Но вот ярко‑красный галстук у него на шее – это вещь неожиданная. Ярко‑красный галстук, какой носят кондукторы Юго‑Западной железной дороги! Больше ничего щегольского в его облике не было, даже тешившие его тщеславие очки были давным‑давно заброшены. Задумаешься, пожалуй… Где вы видели толпу людей в красных галстуках, которые как будто что‑то символизируют? Придется сказать правду. Мистер Люишем стал социалистом!

Этот красный галстук был единственным внешним и видимым знаком его внутреннего, духовного развития. Несмотря на большую учебную нагрузку, Люишем к этому времени одолел и Батлеровскую «Аналогию» и некоторые другие книги; он возражал, сомневался, в ночной тиши взывал к богу, моля его о «вере» – «вере», которую следовало даровать немедленно, если небо ценит преданность мистера Люишема, и которая тем не менее так и не была дарована… Теперь свою судьбу на этом свете он не представлял себе больше в виде длинного ряда экзаменов, ведущего к далекой адвокатуре и политической деятельности «в либеральном духе» (D.V.)[13]. Он начал понимать некоторые стороны наших социальных порядков, которые в Хортли не бросались в глаза; познакомился с тем гнетущим чувством тоски, полного отчаяния и муки, которые окрашивают жизнь столь многих обывателей современного Лондона. Один яркий контраст как символ навсегда запомнился ему. Он видел бастующих угольщиков во дворах Вестборнского предместья, изможденных и голодных, детей, из черной грязи моливших о милостыне, безработных в очереди за бесплатным супом; а двумя улицами дальше, на Вестборн Гроув, – сверкающие вывески переполненных магазинов, непрерывный поток кэбов и карет и такое бурное расточительство, что торопившийся домой усталый студент в мокрых ботинках и мешковатом костюме то и дело застревал в ароматном вихре юбок и жакетов и элегантной нарядной женственности. Несомненно, что неприятные ощущения, которые испытал в ту минуту усталый студент, привели его к определенным выводам.
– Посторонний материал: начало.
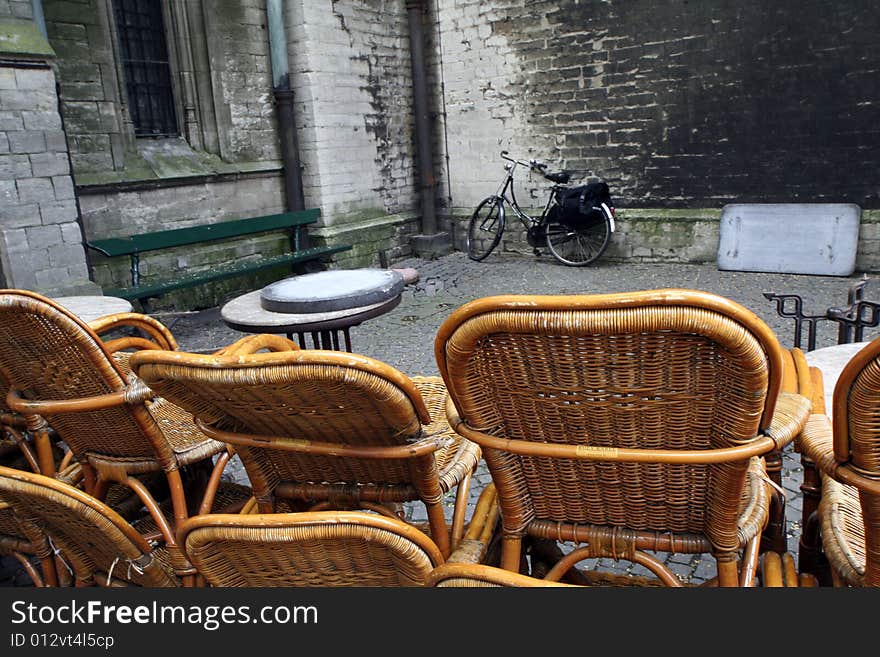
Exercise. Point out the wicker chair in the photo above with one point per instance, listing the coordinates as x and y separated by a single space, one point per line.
16 543
326 548
64 376
846 451
630 423
322 548
93 541
334 429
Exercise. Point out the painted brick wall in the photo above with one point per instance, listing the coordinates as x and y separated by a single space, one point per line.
351 74
41 240
678 104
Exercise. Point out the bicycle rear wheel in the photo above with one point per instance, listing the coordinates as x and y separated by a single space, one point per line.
485 228
580 245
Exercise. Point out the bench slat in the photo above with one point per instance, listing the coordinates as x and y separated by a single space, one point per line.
220 273
113 246
163 239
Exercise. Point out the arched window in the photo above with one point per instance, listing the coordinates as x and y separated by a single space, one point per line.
144 57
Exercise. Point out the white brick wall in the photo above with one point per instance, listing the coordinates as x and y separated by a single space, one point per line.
351 75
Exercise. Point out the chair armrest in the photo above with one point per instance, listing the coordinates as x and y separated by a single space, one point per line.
472 575
158 336
789 417
816 442
251 344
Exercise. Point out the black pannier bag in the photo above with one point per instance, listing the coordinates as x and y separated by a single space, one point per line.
580 205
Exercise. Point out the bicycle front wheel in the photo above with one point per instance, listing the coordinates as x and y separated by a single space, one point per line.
579 245
485 228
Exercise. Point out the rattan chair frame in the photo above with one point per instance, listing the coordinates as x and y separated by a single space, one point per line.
846 452
327 548
98 545
325 428
322 548
551 387
64 376
16 543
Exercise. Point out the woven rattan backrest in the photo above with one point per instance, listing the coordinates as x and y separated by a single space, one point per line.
324 548
660 370
323 396
50 354
856 413
92 538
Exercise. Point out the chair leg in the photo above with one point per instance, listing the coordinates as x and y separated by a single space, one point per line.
439 530
811 558
728 573
773 537
458 516
511 551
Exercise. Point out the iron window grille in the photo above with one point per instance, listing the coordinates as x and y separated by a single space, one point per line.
144 57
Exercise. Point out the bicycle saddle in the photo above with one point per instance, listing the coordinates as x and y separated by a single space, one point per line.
559 177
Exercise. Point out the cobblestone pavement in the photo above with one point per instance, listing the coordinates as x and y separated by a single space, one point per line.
404 337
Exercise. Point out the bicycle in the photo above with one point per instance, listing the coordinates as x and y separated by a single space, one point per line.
576 224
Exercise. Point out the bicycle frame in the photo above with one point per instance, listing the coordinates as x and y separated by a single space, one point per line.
506 186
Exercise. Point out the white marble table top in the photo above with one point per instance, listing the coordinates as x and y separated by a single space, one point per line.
831 361
91 307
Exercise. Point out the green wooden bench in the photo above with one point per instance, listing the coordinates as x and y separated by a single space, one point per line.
134 245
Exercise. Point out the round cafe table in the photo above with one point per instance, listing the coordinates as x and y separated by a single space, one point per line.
831 361
323 305
91 307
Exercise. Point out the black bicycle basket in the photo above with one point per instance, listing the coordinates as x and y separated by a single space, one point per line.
577 206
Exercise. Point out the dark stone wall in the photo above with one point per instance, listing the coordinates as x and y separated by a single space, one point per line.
694 104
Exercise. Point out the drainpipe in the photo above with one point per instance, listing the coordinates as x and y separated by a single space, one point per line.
431 243
284 104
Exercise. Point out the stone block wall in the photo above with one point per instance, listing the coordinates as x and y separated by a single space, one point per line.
79 32
40 239
238 53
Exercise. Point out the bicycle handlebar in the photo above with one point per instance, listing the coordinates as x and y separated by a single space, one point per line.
540 167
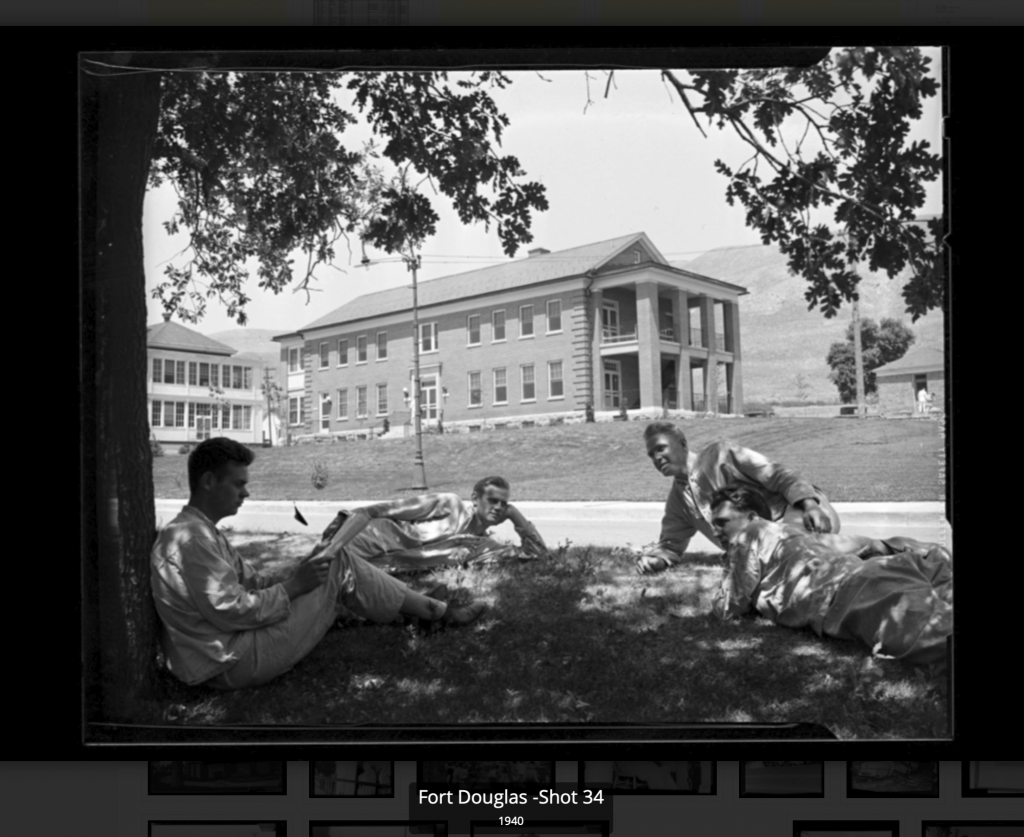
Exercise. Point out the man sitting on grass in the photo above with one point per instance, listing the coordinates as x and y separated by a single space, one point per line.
899 603
227 625
436 530
696 476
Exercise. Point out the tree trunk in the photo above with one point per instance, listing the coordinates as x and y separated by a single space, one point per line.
121 114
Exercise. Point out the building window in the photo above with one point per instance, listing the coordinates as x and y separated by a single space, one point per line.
325 411
428 337
554 316
525 321
555 389
501 386
528 386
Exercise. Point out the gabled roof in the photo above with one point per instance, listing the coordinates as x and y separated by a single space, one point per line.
918 360
169 335
576 261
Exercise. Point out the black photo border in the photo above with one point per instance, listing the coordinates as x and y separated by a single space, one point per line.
281 824
282 792
967 792
312 784
852 793
743 794
648 792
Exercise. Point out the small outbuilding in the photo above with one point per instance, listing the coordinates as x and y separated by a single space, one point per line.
901 381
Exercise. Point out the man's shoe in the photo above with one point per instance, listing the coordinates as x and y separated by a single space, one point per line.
459 617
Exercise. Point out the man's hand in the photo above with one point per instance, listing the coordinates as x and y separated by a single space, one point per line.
309 575
814 518
649 565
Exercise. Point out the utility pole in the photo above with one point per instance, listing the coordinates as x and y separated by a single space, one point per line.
269 414
413 263
858 361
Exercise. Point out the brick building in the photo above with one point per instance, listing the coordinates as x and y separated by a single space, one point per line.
610 325
199 387
899 382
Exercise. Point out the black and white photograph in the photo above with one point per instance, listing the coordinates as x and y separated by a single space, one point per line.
781 779
640 778
217 829
464 775
436 363
846 828
217 778
893 780
541 830
351 779
376 829
972 828
995 779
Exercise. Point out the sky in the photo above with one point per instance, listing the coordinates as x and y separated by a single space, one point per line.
633 162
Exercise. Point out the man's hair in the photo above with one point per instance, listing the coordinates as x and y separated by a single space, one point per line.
743 498
497 482
213 455
656 428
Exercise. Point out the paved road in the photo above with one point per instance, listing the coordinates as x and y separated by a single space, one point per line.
596 524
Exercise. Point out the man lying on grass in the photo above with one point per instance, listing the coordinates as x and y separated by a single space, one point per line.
230 627
792 499
436 530
899 603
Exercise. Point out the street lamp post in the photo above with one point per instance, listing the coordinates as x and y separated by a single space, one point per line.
412 263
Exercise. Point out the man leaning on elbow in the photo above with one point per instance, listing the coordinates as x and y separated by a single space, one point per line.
792 499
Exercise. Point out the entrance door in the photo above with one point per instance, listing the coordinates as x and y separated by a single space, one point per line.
612 385
325 412
609 320
429 387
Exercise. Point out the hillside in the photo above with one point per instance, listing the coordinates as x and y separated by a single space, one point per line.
780 337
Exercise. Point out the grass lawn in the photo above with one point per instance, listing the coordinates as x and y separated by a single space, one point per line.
850 460
577 638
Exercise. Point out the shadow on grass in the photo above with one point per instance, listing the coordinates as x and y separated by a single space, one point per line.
584 639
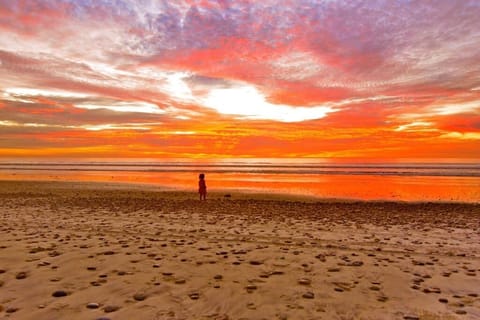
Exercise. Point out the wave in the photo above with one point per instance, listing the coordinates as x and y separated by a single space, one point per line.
382 169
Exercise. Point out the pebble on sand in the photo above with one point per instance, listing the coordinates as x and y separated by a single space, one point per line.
109 309
304 281
59 293
194 295
139 296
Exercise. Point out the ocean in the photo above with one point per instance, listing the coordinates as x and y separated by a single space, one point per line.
405 181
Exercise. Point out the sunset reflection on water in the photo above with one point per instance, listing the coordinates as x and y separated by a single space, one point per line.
361 187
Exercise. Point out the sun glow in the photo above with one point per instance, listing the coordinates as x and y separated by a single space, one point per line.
247 102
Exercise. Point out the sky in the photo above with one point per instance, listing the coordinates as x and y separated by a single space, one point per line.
238 78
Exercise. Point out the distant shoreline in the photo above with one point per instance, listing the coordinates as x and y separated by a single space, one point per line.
188 194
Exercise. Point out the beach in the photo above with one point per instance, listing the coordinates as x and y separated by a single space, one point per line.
84 250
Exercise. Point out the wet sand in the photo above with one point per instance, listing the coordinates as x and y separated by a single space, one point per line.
111 251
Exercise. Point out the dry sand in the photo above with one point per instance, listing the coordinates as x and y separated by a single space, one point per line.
96 251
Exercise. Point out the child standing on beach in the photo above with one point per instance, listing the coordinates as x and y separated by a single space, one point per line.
202 187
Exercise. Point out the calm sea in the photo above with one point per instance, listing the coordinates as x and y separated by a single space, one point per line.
408 181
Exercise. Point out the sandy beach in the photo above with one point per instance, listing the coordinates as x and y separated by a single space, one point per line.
111 251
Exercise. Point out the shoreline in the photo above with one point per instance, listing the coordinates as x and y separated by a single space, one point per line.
218 193
92 251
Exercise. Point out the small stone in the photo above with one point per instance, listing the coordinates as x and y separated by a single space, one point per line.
304 281
59 293
194 295
139 296
251 287
11 310
109 309
21 275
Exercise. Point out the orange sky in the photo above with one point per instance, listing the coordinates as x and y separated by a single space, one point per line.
215 79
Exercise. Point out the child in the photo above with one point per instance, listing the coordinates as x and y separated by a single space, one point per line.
202 187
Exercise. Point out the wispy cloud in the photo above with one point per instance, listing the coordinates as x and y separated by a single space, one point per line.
200 77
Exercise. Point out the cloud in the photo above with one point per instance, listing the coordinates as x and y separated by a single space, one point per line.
249 103
279 72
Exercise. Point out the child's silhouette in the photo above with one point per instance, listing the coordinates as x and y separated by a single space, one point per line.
202 187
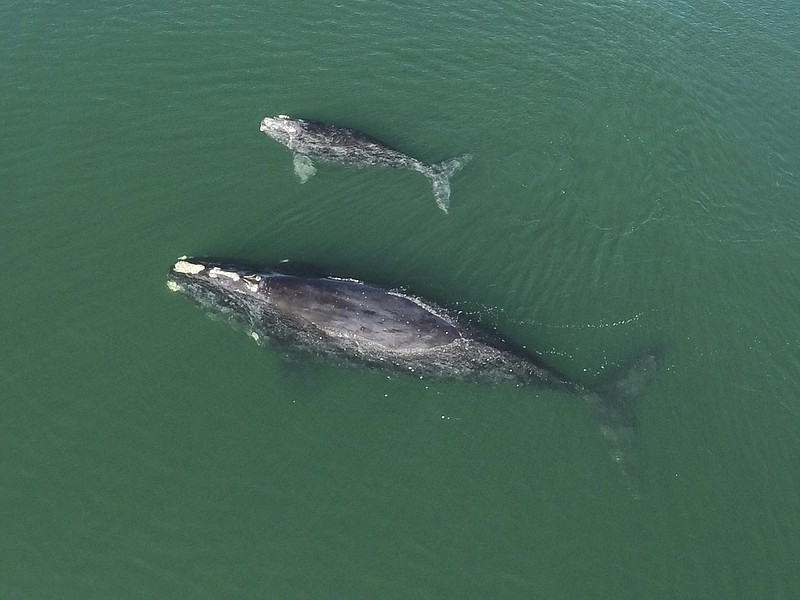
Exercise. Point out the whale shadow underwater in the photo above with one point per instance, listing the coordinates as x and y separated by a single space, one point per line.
313 140
349 322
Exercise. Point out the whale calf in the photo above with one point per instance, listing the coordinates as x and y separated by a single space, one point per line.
312 140
350 322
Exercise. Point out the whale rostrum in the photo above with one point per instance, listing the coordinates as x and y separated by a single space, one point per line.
312 140
346 321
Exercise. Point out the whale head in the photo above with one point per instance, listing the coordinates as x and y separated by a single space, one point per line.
280 128
232 293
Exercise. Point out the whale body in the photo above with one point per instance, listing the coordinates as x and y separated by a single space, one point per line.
312 140
351 322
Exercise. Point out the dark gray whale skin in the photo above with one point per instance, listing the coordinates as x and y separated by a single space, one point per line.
351 322
313 140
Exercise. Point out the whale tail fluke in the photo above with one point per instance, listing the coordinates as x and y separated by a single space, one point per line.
440 175
614 403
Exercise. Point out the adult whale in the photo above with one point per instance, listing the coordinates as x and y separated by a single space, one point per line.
311 140
352 322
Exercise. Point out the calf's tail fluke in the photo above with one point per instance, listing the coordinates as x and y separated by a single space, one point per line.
614 402
440 175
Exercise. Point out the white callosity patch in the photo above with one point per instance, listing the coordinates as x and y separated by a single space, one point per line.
187 268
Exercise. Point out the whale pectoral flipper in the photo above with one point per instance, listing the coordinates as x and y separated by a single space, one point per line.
303 167
615 402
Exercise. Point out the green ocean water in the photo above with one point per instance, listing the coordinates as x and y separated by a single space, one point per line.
635 184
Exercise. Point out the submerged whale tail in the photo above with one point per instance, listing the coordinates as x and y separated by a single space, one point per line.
440 175
614 403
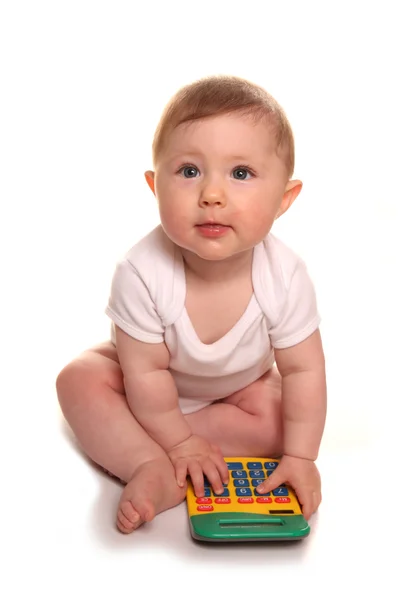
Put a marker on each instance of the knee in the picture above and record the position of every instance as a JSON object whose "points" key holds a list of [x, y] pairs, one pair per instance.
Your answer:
{"points": [[77, 380]]}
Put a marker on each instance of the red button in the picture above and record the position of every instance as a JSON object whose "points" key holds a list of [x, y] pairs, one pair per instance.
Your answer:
{"points": [[205, 508]]}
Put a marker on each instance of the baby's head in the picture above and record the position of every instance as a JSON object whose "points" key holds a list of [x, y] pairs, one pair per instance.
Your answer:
{"points": [[220, 95], [223, 156]]}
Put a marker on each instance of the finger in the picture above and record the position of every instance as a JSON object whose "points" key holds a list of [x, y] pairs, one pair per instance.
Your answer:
{"points": [[181, 472], [212, 473], [196, 475]]}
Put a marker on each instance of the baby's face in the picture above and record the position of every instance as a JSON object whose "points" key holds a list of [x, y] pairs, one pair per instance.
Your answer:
{"points": [[219, 184]]}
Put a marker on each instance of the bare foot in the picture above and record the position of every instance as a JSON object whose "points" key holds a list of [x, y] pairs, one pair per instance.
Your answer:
{"points": [[152, 489]]}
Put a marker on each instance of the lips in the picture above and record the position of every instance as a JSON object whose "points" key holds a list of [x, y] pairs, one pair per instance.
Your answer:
{"points": [[210, 229]]}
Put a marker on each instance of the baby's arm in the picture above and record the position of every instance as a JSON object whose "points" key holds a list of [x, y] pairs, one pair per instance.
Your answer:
{"points": [[152, 397], [302, 368], [304, 398]]}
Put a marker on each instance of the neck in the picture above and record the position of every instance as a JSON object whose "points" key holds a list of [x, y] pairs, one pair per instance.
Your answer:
{"points": [[217, 271]]}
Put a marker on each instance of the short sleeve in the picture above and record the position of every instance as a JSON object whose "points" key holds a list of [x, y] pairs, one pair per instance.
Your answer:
{"points": [[299, 316], [131, 307]]}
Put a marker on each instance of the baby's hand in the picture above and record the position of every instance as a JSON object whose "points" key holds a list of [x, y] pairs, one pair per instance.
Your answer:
{"points": [[198, 458], [304, 478]]}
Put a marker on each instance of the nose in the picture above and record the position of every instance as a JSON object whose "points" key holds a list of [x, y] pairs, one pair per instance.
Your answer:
{"points": [[212, 194]]}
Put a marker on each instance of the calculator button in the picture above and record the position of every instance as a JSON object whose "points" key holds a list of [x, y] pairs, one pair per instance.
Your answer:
{"points": [[271, 465], [239, 474], [256, 474], [258, 494], [243, 492], [241, 482], [235, 465], [280, 492], [223, 494]]}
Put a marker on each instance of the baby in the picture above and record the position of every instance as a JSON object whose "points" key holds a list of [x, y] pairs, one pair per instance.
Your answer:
{"points": [[215, 347]]}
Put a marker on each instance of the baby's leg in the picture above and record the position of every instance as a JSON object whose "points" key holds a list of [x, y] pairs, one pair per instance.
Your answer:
{"points": [[92, 398], [247, 423]]}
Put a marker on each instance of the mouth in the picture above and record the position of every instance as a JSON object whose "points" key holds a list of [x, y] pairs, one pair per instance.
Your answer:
{"points": [[210, 229]]}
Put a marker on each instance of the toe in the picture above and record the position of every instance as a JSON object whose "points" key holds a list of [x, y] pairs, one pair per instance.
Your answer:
{"points": [[123, 528], [129, 512], [125, 524]]}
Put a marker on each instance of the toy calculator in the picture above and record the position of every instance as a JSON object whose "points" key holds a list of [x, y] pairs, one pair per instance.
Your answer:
{"points": [[241, 513]]}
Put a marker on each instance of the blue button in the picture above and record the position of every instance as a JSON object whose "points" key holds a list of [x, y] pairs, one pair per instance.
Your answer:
{"points": [[224, 494], [271, 465], [243, 492], [256, 474], [241, 482], [239, 474], [235, 466], [280, 492], [258, 494]]}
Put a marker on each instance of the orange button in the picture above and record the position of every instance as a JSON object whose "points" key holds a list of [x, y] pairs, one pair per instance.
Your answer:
{"points": [[205, 508]]}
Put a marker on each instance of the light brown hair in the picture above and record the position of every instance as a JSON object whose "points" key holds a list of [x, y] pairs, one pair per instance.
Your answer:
{"points": [[223, 94]]}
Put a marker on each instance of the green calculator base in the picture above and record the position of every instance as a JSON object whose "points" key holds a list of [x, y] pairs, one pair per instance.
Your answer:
{"points": [[238, 527]]}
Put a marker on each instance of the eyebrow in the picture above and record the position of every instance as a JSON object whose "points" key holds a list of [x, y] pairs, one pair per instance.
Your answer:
{"points": [[195, 154]]}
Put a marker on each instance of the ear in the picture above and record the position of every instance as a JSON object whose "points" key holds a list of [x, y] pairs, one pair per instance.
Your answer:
{"points": [[149, 175], [292, 189]]}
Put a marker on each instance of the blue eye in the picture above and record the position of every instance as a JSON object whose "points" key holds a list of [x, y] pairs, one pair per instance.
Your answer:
{"points": [[241, 173], [189, 172]]}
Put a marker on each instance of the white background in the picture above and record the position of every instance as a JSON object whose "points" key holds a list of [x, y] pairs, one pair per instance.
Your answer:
{"points": [[82, 88]]}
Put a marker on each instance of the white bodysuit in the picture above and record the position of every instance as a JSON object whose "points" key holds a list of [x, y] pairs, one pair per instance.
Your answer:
{"points": [[147, 301]]}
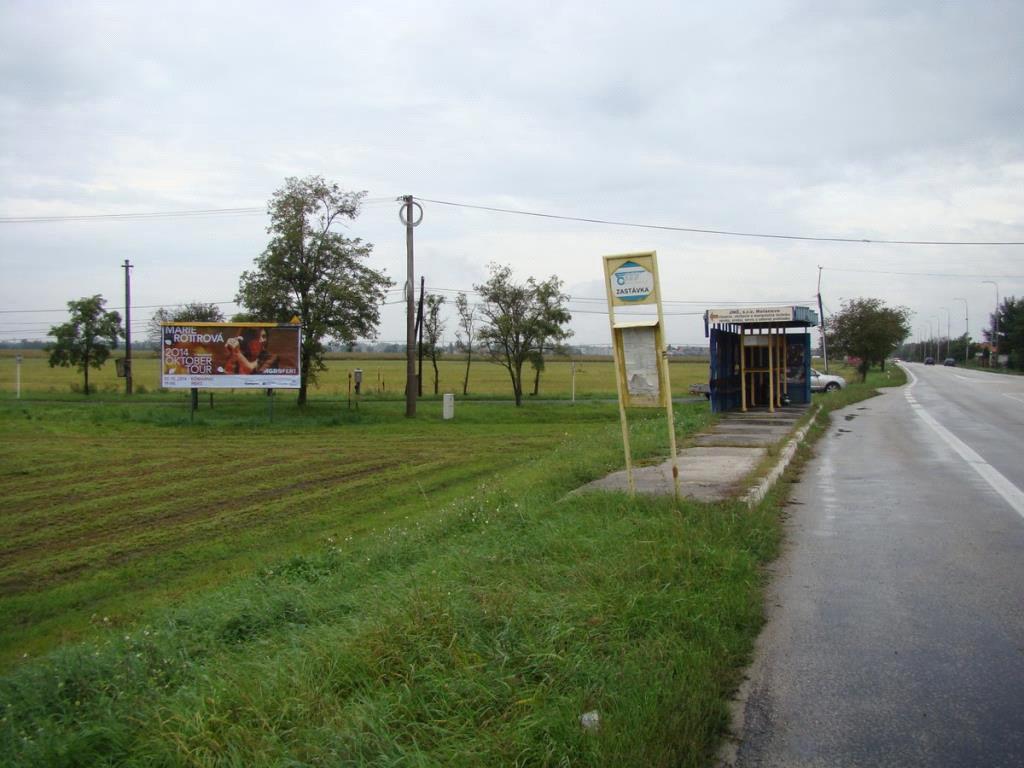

А ведь это лишь одно из постоянно повторяющихся наглядных сопоставлений.

Люишем был искренне убежден или, если угодно, просто чувствовал, что человек не может быть счастлив, когда другой, рядом, несчастен, и этот крикливый блеск благополучия казался ему преступлением. Он тогда еще верил, что люди сами решают свою судьбу, – всю меру моральной тупости людской, в том числе и своей собственной, ему еще предстояло осознать. Как раз тогда ему случайно попались в руки «Прогресс и нищета»[14] и несколько разрозненных номеров «Общего благосостояния»[15], и он без особого труда усвоил теорию о коварных происках капиталистов и помещиков и справедливых требованиях безвинных страдальцев‑рабочих. Он немедленно стал социалистом. Естественно, у него тотчас явилась настоятельная потребность каким‑то образом оповестить весь мир о своей новой вере. Поэтому он вышел из дому и (исторический момент!) купил себе тот самый красный галстук!

– Цвета крови, пожалуйста, – робко сказал Люишем молодой леди, что стояла за прилавком.

– Какого цвета? – насмешливо переспросила молодая леди за прилавком.

– Ярко‑алого, пожалуйста, – вспыхнув, ответил Люишем.

И он потратил большую часть вечера и немало терпения на то, чтобы научиться завязывать этот галстук аккуратным бантом. Подобное занятие было ему в новинку: до сих пор он носил галстуки с уже готовым узлом.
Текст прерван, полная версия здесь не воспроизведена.